7 January 2017
HAPPY NEW YEAR!
On December 24, I happened to notice a dandelion hugging the ground at about 1/8” and proudly displaying one large, incredibly yellow bloom as if to say, “So there!” Last night, the low was 1 and there will be no more blooms for at least a week now. “La meme chose, la meme ne plus change.” The truth is, winter is still winter and though it may not be as frigid as memory and history tell me it used to be it is still colder than freezing; not a time to be out digging. Remember the winter of 1994-95, when the low in the middle of the city of Columbus was -27 or the following winter when January was almost as cold but exceedingly wet, even more damaging in wet, clay soil? Those days will likely not return except as a fluke but it will still not be southern England and while we may be able to get away with Zone 6 plants which several years ago would have been high risk, it is still just not wise to get too enthralled with the possibilities unless your soil drains like a sieve. I know the temptation. There are so many gorgeous things out there that are rated as Zone 6 or 7 and, of course, we want to grow them all. But unless you’re willing to pay $12-15 or more apiece for ‘annuals’, let caution take the higher ground or get a greenhouse for winter storage. Otherwise, you bound to be disappointed when all you find in the place of that prized $20 beauty is a small wad of mush.
I’ve learned the hard way. Two winters ago, when even good gardeners in Cincinnati (which is an hour south of here) were losing Japanese maples by the arm-load, I witnessed the demise of three prize examples, each of which carried a substantial 3-figure price tag.They struggled to leaf out and finally gave it all up, the damage having been too substantial to repair. I have not given up on Japanese maples, but I’ll never plant another one here in the ground. They are now kept in large pots and this year three of them will get new pots and stands with wheels. There are some huge advantages to doing this with some plants besides getting to keep them for more than a year. Hostas are another plant which will grow nicely in pots, especially groupings of the new mini-and-dwarf ones. They will not only have a better chance of survival, they can be used to fill where ever filling may be needed, especially in shady areas. This can also work with larger specimen types as well. If the pots are really large, you can make them more manageable by putting randomly cut-up, largish pieces of packing styrofoam (at last, a use for the stuff that appliances use for shipping skin) in the bottom and then filling in with a good soil mix. You should check yearly to make sure the soil hasn’t all been replaced with roots; with smaller pots, you will need to replace/renew the soil annually to keep the plants healthy.

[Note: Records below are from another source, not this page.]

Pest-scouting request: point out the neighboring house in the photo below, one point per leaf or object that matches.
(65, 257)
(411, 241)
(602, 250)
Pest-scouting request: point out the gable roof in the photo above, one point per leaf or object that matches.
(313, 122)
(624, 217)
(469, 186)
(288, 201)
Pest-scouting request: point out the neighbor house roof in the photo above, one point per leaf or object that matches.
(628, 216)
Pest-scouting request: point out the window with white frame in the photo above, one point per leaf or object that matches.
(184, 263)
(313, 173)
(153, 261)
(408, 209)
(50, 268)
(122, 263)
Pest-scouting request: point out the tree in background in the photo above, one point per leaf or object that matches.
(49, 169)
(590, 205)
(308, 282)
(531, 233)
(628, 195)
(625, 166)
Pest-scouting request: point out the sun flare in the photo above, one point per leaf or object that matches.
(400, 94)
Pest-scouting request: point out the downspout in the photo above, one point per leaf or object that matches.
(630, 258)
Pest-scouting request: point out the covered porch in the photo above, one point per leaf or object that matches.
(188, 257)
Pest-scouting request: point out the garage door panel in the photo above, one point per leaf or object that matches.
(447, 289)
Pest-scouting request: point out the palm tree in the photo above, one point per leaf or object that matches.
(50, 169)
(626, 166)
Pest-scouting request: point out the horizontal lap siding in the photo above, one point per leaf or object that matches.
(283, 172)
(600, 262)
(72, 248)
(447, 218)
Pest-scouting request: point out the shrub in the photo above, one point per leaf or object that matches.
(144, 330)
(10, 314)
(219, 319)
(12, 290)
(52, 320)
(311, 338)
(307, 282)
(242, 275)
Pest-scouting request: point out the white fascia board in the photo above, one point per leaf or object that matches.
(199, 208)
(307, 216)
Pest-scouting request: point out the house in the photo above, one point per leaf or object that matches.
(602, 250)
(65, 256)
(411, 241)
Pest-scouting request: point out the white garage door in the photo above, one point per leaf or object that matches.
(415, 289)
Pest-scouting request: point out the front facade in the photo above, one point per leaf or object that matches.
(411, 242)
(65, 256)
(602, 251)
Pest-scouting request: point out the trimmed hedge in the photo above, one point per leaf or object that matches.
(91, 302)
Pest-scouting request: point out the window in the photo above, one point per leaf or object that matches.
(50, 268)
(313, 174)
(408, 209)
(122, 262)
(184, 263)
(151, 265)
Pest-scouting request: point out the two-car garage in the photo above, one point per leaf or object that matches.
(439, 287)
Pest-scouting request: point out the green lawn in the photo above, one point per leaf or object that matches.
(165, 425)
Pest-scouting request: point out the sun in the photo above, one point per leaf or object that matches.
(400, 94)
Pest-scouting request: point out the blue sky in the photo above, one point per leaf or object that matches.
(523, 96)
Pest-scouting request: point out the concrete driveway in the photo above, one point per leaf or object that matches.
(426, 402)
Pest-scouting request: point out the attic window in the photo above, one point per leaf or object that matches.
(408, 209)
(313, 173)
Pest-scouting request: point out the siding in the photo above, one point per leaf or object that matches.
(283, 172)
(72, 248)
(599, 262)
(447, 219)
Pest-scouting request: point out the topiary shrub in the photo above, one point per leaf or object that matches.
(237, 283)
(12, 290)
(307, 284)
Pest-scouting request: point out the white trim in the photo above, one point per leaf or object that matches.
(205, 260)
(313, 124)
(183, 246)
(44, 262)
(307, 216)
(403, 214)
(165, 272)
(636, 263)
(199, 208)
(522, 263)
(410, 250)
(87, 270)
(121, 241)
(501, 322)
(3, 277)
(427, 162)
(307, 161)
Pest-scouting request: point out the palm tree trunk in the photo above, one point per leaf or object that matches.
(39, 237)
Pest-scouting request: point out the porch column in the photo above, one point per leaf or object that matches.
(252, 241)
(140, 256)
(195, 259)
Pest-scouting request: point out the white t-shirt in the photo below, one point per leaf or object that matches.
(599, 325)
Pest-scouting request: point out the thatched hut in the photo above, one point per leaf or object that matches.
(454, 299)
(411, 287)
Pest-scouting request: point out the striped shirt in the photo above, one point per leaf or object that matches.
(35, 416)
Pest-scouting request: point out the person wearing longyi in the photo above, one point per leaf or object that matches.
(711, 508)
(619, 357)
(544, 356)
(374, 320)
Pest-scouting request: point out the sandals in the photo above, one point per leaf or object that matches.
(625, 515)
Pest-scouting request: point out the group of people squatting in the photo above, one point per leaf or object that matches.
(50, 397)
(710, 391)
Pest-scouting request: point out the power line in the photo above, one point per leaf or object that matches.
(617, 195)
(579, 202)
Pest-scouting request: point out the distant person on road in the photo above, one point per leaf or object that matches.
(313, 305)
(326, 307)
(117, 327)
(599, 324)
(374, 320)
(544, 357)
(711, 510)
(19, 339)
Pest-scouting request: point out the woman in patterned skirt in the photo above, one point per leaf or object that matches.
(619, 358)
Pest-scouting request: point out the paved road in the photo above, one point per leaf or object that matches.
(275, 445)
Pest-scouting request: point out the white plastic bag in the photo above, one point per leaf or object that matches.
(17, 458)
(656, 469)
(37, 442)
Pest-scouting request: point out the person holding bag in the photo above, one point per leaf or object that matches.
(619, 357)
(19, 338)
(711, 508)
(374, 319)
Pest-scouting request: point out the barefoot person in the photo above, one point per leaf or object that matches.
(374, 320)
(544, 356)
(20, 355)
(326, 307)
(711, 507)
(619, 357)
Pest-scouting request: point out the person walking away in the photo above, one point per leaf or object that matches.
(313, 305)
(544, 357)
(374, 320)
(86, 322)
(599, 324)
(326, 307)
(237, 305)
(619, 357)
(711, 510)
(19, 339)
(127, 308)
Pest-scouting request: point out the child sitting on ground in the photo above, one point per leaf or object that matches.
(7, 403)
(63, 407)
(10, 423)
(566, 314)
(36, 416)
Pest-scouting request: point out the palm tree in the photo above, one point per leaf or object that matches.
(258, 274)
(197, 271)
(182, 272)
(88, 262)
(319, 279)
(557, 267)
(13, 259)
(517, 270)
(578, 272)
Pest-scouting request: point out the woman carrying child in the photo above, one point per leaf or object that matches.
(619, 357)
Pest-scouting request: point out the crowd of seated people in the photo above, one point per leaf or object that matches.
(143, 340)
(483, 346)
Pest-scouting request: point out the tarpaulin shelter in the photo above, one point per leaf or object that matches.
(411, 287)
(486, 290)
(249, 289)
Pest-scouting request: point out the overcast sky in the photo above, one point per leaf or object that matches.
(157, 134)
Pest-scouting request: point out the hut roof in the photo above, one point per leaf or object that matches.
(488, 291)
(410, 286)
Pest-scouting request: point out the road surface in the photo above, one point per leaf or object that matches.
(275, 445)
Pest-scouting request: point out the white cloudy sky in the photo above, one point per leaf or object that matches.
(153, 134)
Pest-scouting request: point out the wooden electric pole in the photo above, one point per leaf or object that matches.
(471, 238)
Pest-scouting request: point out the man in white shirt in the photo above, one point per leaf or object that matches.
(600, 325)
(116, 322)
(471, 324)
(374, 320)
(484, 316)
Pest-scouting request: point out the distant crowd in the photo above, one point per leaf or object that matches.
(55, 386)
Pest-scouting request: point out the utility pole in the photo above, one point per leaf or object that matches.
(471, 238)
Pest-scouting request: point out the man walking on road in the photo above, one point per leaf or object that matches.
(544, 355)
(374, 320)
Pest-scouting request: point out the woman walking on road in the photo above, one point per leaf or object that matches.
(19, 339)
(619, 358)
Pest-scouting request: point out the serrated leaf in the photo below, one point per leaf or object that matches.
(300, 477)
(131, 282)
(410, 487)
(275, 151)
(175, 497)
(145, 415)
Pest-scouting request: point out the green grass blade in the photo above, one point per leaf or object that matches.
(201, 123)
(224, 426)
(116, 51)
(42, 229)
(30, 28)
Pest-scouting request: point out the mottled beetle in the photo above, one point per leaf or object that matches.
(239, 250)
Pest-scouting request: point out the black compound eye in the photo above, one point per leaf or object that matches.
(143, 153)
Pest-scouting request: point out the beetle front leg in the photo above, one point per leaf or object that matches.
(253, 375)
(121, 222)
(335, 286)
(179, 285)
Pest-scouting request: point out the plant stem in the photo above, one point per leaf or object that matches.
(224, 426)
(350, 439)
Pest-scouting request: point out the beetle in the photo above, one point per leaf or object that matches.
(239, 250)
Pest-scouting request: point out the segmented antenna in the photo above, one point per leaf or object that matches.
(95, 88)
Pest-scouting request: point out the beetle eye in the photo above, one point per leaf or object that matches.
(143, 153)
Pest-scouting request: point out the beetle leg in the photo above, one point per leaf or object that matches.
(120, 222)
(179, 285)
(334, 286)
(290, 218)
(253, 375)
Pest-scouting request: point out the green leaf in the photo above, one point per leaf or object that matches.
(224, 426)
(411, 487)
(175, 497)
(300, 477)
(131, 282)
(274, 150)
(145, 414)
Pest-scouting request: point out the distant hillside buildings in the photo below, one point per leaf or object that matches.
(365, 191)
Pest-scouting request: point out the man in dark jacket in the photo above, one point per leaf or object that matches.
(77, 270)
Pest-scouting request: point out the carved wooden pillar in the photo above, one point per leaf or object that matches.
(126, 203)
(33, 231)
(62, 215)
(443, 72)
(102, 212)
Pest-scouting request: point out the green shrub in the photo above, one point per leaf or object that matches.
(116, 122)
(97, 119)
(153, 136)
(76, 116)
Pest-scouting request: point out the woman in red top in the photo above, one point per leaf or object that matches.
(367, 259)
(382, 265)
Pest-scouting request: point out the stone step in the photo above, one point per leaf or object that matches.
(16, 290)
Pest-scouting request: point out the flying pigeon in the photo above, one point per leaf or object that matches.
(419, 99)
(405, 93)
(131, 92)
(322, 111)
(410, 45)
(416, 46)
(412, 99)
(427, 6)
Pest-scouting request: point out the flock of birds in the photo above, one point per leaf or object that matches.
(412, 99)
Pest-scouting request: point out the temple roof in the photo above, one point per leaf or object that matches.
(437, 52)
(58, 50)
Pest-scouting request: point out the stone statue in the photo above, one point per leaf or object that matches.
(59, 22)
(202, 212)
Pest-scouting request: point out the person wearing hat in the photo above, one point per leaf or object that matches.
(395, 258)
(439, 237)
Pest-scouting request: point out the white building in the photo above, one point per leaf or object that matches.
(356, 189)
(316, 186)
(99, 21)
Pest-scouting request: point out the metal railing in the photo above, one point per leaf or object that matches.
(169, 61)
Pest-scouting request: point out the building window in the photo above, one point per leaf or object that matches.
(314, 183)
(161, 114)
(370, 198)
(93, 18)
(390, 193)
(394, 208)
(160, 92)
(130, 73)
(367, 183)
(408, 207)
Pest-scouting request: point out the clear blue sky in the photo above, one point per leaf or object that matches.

I know of one situation where a homeowner had almost no space in which to plant, just a couple of narrow strips on either side of a heavily shaded drive. The solution was a collection of the best hostas, in a variety of medium-to-large sized pots, placed on gravel in the two beds and tastefully and artistically arranged to take fullest advantage of the variations of leaf color, size, shape and texture. In the winter, after foliage had died back and been removed, the pots were stored in the garage along one wall, with a row of the largest pots on the bottom, topped with a couple of 2x4s, then a row of the next smaller size pots on top of that, and then another row, etc.,etc. (I’m reminded of the Ogden Nash poem: Big fleas have little fleas upon their backs to bite ’em, and little fleas have lesser fleas, and so ad infinitum.) There were roughly 30-40 hostas in this collection and they made for a wonderful display all through the growing season and were protected during the winter and had the added advantage of being movable so that the display could be changed if desired. Genius solution to a tough garden problem.